Businesses in Egypt must also adopt a higher standard of transparency. In a context that lacks mechanisms for freedom of information, this becomes even more pressing. Businesses must provide more information to the public on major projects that they engage in with different state bodies, and not accept the veil of secrecy often cast upon them. Plans surrounding mega coal power projects in Hamrawein exemplify this lack of transparency, where very little is known about whether adequate human rights due diligence or studies on potential social and environmental impacts have been conducted. Similarly, businesses must also provide sufficient information on their supply chains, and must bear the responsibility to respect human rights in different tiers of their supply chains. While the Egyptian government is adopting several policies and incentives to attract foreign investment, the private sector must not abuse this context to escape accountability and abandon its obligations to respect human rights.



Joseph Kibugu, Eastern Africa Researcher & Representative

A few weeks ago, more than 260,000 Somali refugees staying at the Daadab refugee camp gained reprieve when the High Court prevented the Kenyan government from forcefully repatriating them. The executive had argued that a number of attacks by Al-Shabaab extremists had been planned from within the camp. A government spokesman was quoted saying, "the lives of Kenyans matter. Our interest in this case, and in the closure of Dadaab refugee camp, remains to protect the lives of Kenyans." However, the High Court ruled that "…the government's decision specifically targeting Somali refugees is an act of group persecution, illegal discriminatory and therefore unconstitutional…" 

The recent Nairobi Declaration on Durable Solutions for Somali Refugees and Reintegration of Returnees in Somalia, opened a window of opportunity for Kenyan businesses to take proactive measures to support refugee livelihoods while at the same time, promoting their own business interest.

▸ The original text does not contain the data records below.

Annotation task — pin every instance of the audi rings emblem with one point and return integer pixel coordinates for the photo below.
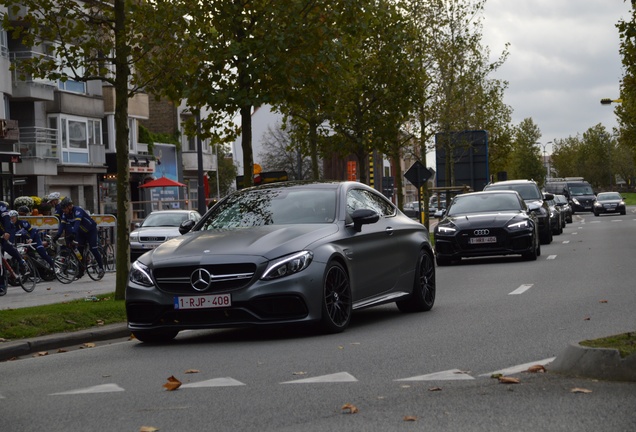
(200, 279)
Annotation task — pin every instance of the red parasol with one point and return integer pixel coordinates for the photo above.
(162, 182)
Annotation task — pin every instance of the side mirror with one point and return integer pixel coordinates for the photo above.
(363, 217)
(186, 226)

Among its appeals, it adopted “a 'whole of society' approach to refugee protection and assistance by enabling…private sector actors to support refugees, especially women, children and the vulnerable”. This would mark the beginning of a full embrace of Somali refugees who have often been viewed with suspicion by many locals. 

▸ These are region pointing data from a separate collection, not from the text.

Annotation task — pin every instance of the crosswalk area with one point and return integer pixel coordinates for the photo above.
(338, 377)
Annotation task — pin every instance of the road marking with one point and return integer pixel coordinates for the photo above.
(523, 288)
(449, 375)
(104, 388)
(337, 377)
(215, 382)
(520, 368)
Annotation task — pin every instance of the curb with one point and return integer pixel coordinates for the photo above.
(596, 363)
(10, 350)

The private sector ought to leverage its access to political power by encouraging government to respect the acceptable human rights and humanitarian standards in dealing with terrorism, as opposed to nationalistic notions that exclude parts of the population.

When Somalia stabilizes, as we are all hoping it will someday, Kenyan businesses ranging from hospitality, construction and banking, stand to benefit. They will very likely rush to participate in post-conflict reconstruction and establish local branches of Nairobi-headquartered companies,  as they have done with expansion into the neighbouring countries like South Sudan. The time to extend friendship to the people of Somalia is now – by taking positive steps and offering them training, internships and job opportunities without exploiting their immigration status and develop a new crop of business leaders who would be uniquely positioned to lead the private sector in Somalia. The private sector ought to leverage its access to political power by encouraging government to respect the acceptable human rights and humanitarian standards in dealing with terrorism, as opposed to nationalistic notions that exclude parts of the population.   It should take a leaf from the German private sector which has taken positive steps to embrace and accommodate migrants from warring countries in the Middle East, in what is increasingly proving to be a smart business move.

In the debate about how Kenya treats its refugees especially from Somalia, the private sector has been loudly silent.  This may be a lost opportunity, not only to promote human wellbeing, but also the sector's own interests.